- Seit einigen Tagen geht Libyen mit mehr Druck gegen Flüchtlinge und Hilfsschiffe vor.
- Die libysche Küstenwache hat ihr eigenes Kontrollgebiet massiv ausgeweitet. So werden Flüchtlinge daran gehindert, übers Mittelmeer nach Italien zu gelangen.
- Das UNO-Flüchtlingskommissariat nimmt gegenüber SRF News Stellung zur «Sperrzone Mittelmeer».
SRF News: Was halten Sie von der Ausweitung der Kontrollzone durch die libysche Küstenwache?
William Spindler: Wir erwarten eine Erklärung der libyschen Behörden, was diese «Search and Rescue»-Zone vor der Küste bedeutet. Wir wollen auch wissen, was die Zugangsbeschränkung zu dieser Zone für die Rettungsschiffe der Nichtregierungsorganisationen heisst.
Die NGOs verurteilen die Erweiterung dieser Such- und Rettungszone als Verstoss gegen internationales Recht. Stimmen Sie dem zu?
Es ist noch zu früh, um ein Urteil abzugeben. Es hängt sehr davon ab, was in dieser Zone genau passiert. Wie gesagt, wir erwarten Erklärungen von den libyschen Behörden.
Alle reden von den Gefahren auf dem Mittelmeer, dabei sterben viele bereits auf dem Weg nach Libyen durch die Wüste.

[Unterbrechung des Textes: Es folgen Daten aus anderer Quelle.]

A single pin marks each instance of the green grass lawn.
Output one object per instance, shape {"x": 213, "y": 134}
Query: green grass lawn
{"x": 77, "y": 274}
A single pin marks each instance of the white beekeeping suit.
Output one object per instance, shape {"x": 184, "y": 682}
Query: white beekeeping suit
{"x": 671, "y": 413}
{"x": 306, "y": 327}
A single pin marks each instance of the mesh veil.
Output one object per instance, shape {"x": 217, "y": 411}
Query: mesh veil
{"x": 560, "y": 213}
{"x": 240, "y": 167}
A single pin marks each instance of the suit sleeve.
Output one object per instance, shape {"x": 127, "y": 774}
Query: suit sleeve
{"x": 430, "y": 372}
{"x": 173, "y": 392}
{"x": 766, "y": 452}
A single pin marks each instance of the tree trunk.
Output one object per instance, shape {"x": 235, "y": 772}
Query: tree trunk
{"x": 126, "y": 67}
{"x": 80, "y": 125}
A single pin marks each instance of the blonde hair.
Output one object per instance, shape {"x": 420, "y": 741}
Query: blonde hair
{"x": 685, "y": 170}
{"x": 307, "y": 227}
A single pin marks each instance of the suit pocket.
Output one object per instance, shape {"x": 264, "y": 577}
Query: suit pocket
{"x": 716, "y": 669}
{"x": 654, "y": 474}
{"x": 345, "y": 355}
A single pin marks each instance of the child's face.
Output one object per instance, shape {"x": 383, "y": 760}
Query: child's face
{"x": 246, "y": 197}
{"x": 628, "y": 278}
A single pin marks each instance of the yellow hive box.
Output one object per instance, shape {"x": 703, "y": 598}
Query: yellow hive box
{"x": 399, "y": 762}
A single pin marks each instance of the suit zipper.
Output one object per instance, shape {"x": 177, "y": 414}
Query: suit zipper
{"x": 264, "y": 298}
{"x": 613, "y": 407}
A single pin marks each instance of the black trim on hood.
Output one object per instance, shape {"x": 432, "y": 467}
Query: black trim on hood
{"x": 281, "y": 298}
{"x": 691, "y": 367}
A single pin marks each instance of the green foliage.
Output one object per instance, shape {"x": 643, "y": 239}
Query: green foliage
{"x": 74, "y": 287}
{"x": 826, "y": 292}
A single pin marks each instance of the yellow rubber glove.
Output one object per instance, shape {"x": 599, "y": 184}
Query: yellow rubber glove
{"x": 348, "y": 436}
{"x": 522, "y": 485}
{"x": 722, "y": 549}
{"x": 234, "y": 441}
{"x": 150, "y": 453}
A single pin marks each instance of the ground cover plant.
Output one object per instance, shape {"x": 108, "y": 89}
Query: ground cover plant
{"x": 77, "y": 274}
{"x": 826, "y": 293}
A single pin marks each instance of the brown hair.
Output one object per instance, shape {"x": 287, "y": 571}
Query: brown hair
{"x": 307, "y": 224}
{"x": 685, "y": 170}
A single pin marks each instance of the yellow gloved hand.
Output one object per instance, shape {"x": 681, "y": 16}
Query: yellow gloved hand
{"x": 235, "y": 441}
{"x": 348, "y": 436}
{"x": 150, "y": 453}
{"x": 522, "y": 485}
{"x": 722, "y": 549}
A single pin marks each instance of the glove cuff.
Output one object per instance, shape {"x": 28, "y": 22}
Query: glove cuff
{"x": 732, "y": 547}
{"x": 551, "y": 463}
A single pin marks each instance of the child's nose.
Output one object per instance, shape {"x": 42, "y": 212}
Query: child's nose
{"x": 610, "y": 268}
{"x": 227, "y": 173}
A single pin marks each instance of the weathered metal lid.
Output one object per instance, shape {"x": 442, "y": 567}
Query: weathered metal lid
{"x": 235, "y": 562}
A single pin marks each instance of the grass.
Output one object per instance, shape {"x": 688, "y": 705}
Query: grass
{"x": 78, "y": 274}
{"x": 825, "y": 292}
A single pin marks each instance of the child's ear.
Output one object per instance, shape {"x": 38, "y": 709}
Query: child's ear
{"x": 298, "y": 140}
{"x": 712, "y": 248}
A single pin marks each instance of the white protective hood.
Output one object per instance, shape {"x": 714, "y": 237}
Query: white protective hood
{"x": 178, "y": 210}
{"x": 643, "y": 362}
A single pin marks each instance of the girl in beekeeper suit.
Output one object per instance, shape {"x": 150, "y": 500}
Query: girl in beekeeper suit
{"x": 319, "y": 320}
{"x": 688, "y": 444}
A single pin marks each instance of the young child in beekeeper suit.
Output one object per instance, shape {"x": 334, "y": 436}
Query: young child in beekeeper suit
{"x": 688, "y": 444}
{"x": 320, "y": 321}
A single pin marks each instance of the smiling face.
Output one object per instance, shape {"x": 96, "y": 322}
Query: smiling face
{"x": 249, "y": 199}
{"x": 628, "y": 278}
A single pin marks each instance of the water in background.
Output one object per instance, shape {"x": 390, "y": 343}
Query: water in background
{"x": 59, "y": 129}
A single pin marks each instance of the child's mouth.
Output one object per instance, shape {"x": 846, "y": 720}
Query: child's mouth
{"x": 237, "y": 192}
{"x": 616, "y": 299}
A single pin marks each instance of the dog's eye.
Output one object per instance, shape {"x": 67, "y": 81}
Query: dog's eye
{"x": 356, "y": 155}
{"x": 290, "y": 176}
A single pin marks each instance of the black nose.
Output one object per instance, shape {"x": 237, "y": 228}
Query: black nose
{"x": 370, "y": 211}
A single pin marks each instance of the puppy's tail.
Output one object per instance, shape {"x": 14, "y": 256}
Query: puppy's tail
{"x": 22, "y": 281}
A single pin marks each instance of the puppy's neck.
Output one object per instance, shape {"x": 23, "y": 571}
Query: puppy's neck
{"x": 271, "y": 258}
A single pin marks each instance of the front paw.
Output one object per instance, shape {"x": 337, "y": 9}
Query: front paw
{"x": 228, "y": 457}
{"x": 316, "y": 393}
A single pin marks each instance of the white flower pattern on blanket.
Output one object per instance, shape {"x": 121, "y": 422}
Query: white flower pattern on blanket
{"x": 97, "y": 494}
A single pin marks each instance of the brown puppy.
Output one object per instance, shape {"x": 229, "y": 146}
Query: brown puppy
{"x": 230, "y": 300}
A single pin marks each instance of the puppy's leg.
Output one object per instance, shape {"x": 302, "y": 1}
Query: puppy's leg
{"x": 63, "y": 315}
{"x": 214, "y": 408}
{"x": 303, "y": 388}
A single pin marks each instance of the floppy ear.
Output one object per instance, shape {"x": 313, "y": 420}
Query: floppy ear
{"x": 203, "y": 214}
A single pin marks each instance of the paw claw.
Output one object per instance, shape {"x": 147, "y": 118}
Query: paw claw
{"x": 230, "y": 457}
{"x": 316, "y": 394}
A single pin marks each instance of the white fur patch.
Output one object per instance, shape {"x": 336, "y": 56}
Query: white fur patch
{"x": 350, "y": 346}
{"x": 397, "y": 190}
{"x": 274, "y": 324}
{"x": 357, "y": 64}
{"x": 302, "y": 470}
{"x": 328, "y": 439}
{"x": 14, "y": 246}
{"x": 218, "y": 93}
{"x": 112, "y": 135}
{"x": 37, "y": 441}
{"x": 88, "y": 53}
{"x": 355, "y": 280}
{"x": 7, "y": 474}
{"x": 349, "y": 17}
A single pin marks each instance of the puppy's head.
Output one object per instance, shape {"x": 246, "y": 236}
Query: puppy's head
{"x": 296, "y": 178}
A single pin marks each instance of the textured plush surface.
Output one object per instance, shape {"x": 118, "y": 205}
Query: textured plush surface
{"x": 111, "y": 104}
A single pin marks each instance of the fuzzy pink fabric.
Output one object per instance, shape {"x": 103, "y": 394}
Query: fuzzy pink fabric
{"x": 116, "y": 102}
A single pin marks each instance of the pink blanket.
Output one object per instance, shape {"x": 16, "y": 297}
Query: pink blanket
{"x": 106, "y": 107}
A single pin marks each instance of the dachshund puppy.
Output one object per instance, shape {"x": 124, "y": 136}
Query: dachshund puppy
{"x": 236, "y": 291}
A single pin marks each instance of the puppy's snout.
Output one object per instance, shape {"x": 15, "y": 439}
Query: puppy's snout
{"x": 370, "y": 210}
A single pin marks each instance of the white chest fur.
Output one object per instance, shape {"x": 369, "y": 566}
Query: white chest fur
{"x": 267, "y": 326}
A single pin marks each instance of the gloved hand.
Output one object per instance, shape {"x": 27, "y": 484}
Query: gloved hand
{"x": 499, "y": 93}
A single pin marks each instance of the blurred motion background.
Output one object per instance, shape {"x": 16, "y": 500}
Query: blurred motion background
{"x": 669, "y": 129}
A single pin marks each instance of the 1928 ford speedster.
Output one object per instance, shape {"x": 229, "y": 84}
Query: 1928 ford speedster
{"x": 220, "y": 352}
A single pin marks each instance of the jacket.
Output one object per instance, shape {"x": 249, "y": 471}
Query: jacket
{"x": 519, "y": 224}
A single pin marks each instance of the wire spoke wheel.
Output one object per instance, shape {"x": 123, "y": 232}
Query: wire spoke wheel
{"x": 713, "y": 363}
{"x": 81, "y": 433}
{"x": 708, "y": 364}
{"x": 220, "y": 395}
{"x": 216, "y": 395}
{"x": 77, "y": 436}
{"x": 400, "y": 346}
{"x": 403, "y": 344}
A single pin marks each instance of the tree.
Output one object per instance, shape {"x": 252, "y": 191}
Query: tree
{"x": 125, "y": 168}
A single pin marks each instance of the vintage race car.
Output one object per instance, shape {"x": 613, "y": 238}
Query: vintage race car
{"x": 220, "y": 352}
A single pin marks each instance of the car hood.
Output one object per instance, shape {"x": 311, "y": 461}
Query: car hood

Haben Sie Verständnis dafür, dass Italien zufrieden damit ist, wenn weniger Flüchtlinge ins Land kommen?
Italien hat viele Flüchtlinge und Migranten aufgenommen. Das Land ist zum Eingangstor von Europa geworden. Italien braucht Hilfe von der EU, um mit der Situation umgehen zu können. Aber jene Menschen, die vor Verfolgung und Krieg flüchten, haben keine Wahl. Man kann sie nicht einfach stoppen. Diese Menschen werden andere Wege finden, um in Sicherheit zu kommen. Wir müssen ihnen dafür legale Wege anbieten können.
Von der EU kommen keine Signale. Was müsste sie machen?
Brüssel müsste dafür sorgen, dass Flüchtlinge auf sicheren Wegen legal nach Europa reisen können. Es braucht Programme, um Familien zusammenzuführen und anzusiedeln und sie bei ihrer Integration zu unterstützen. All diese Programme gibt es bereits, sie müssen bloss umgesetzt werden. Aber nochmals: Flüchtlinge sollen nicht mehr auf gefährlichen Routen reisen müssen, auf denen viele ihr Leben verlieren.
Wie kann man mit Libyen zusammenarbeiten – einem gescheiterten Staat?
Wir müssen in den Lagern in Libyen bessere Bedingungen schaffen, die Flüchtlinge werden dort richtiggehend gefangen gehalten. Es braucht Zentren, wo sich Flüchtlinge Hilfe und Beratung holen können. Auffallend ist, dass alle von den Gefahren auf dem Mittelmeer reden, dabei sterben viele bereits auf dem Weg nach Libyen durch die Wüste. Wir müssen auch diese Wege sicherer machen, respektive dafür sorgen, dass Menschen auch in den Transitländern ein anständiges Leben führen können und nicht diese gefährliche Reise auf sich nehmen.
Libyen ist kein sicheres Land, um Menschen dorthin zurück zu schicken.
Können die internationalen Hilfsorganisationen und die UNO den Flüchtlingen in Libyen konkrete Hilfe leisten.
Wir arbeiten unter sehr schwierigen Bedingungen in Libyen. Die Sicherheit ist nicht gewährleistet. Es gibt keine regelmässige internationale Präsenz dort. Wir arbeiten hauptsächlich mit libyschen Mitarbeitern. Manchmal ist es sogar für sie zu gefährlich und das bedeutet, dass sie ihr Haus nicht verlassen können und von dort aus zu arbeiten versuchen. Deshalb sagen wir, dass Libyen kein sicheres Land ist, um Menschen dorthin zurück zu schicken.
Gleichzeitig versuchen wir aber, die Bedingungen dort zu verbessern. Wir versuchen dafür zu sorgen, dass die Flüchtlinge aus den Gefangenenlagern freigelassen werden. Die EU kann bei der Hilfe in Libyen eine wichtige Rolle spielen. Aber sie soll ihre Unterstützung darauf konzentrieren, dass die Menschen nicht in Libyen festgehalten werden und nicht weiterkommen.
Das Gespräch führte Brigitte Kramer.